Enfin, le programme accueille les crédits dédiés à la politique de soutien à l'aide alimentaire, précédemment portés par la mission « Egalité des territoires, logement et ville ». La dotation pour 2013, qui s'élève à près de 23 millions d'euros, doit permettre l'achat de denrées alimentaires et participer au financement des associations intervenant dans ce domaine.
A cet égard, je rappelle que l'aide alimentaire, en France, permet chaque année la fourniture de 800 millions de repas à environ trois millions de personnes. Dans le contexte d'augmentation de la pauvreté, la précarité alimentaire constitue un enjeu de plus en plus prégnant au même titre que l'accès au logement et à l'emploi.
Je ne peux terminer cette présentation sans évoquer trois autres programmes qui, en 2013, verront leurs crédits augmenter.

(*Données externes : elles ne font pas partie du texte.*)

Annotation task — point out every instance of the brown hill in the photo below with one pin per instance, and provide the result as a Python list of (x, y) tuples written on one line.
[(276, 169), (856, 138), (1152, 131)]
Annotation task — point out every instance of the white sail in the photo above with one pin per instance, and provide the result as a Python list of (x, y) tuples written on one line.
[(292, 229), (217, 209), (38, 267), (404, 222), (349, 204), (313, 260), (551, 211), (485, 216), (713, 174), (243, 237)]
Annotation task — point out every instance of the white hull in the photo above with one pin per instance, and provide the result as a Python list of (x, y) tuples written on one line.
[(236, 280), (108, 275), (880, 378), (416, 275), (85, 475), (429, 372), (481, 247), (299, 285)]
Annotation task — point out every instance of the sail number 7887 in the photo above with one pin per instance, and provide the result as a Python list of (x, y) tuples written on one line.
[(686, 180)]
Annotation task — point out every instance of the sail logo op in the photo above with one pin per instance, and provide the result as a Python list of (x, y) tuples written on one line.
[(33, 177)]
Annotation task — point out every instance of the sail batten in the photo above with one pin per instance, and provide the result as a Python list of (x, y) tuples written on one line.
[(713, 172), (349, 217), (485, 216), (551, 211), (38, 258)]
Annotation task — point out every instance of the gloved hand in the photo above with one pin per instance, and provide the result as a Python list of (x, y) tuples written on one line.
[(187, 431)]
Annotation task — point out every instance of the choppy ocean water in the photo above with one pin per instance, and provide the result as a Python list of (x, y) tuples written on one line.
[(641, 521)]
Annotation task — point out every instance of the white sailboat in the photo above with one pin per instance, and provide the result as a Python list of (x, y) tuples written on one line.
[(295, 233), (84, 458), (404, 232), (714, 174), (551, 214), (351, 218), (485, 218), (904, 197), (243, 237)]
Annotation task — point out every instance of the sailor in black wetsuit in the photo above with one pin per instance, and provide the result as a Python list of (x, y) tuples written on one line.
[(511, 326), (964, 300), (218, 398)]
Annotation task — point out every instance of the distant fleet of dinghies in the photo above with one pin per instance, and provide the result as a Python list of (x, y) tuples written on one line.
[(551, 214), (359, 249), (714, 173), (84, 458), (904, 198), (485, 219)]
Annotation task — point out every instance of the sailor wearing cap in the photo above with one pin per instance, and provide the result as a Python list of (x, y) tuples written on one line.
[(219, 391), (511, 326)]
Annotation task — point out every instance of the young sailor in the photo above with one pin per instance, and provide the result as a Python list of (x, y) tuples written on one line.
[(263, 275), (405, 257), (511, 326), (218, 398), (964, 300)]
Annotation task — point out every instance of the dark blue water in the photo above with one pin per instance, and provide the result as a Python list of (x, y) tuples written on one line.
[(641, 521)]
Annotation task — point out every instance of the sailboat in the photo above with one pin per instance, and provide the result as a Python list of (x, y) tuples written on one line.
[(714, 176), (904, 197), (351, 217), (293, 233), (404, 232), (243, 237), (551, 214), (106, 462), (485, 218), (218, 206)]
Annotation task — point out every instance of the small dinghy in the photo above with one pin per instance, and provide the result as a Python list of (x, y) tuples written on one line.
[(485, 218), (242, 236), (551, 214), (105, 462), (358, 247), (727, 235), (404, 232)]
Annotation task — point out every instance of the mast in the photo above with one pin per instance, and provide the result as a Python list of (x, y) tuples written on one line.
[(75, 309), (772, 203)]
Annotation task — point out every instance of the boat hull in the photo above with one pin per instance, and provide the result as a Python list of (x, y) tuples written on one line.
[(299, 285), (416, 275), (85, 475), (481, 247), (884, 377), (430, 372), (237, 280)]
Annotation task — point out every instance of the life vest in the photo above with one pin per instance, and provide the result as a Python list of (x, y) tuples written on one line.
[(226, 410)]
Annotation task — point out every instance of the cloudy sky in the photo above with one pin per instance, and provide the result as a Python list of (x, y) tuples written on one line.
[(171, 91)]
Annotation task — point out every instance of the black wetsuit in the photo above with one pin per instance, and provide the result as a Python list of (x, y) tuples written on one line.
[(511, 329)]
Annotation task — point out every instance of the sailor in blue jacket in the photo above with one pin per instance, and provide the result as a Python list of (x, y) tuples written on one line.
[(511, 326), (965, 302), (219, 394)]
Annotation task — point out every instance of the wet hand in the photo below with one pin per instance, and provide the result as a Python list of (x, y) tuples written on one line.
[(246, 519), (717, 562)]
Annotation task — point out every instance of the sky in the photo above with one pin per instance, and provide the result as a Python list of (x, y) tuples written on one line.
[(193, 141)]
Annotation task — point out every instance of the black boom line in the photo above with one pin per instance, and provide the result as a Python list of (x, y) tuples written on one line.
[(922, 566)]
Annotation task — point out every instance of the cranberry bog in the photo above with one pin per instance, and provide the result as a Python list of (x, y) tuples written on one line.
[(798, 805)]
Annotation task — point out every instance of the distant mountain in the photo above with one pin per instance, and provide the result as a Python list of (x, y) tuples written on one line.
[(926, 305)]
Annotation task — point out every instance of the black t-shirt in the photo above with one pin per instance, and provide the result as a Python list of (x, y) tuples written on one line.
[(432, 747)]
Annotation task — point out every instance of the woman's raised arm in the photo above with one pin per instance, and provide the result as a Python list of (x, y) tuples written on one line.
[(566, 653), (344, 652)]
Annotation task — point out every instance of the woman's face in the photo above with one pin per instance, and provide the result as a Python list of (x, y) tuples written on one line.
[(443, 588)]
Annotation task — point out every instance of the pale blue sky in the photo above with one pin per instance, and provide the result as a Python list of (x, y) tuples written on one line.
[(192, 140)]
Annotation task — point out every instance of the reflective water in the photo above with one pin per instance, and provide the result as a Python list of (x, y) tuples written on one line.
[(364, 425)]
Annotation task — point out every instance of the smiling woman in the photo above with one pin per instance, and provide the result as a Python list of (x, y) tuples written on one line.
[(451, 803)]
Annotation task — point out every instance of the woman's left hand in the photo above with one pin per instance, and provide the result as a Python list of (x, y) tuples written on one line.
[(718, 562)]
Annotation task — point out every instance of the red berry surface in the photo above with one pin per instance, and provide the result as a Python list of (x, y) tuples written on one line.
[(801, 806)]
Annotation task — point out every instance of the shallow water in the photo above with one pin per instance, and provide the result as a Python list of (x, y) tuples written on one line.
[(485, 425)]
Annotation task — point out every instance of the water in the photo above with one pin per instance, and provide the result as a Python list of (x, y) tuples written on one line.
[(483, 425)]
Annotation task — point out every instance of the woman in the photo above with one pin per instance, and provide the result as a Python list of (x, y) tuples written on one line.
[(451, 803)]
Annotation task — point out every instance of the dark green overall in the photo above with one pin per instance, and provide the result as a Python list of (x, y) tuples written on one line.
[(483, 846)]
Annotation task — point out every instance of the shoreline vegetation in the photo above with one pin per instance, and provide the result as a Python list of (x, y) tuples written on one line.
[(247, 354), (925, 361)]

Le programme « Actions en faveur des familles vulnérables » poursuit simultanément trois objectifs : la protection juridique des majeurs, le soutien à l'exercice des fonctions familiales et parentales, le financement de groupements d'intérêt public dans les domaines de l'adoption internationale et de la protection de l'enfance.
Doté pour 2013 d'environ 245 millions d'euros, ce programme bénéficie d'une augmentation de crédits de 4,6 % par rapport à 2012. Après les coupes budgétaires de ces dernières années, le projet de la loi de finances pour 2013 témoigne ainsi de l'attention nouvelle portée par le Gouvernement à la politique de soutien envers les familles les plus en difficulté.
Je regrette cependant que, cette année encore, aucune subvention de l'Etat au fonds national de financement de la protection de l'enfance (FNPE) ne soit budgétée au sein de ce programme, alors que l'aide sociale à l'enfance représente une charge croissante pour les départements.
Plus petit programme de la mission, celui consacré à l'« Egalité entre les femmes et les hommes » bénéficie lui aussi d'une nouvelle dynamique, liée à la création d'un ministère de plein exercice dédié aux droits des femmes. Ses crédits augmentent de 3 millions d'euros par rapport à 2012, pour atteindre 23,3 millions. Cette hausse s'explique principalement par la création d'un fonds de financement d'expérimentations en faveur de l'égalité entre les femmes et les hommes, dont on peut toutefois regretter qu'il capte une partie des financements destinés à des actions de promotion déjà mises en place.
Le nouvel élan politique impulsé en matière de droits des femmes se traduit aussi par l'arrêt de la baisse des subventions aux associations nationales : 3,5 millions d'euros leur seront versés l'année prochaine.
Quant au programme « Conduite et soutien », qui porte l'ensemble des moyens de fonctionnement des administrations sociales, il voit ses crédits augmenter de 5 %, principalement à destination du financement des agences régionales de santé.
Au final, les crédits 2013 de la mission « Solidarité, insertion et égalité des chances » traduisent la volonté du Gouvernement de conduire une politique de solidarité et de justice sociale, tout en poursuivant l'objectif de redressement des comptes publics. Je vous propose donc de donner un avis favorable à leur adoption, ainsi qu'aux articles rattachés.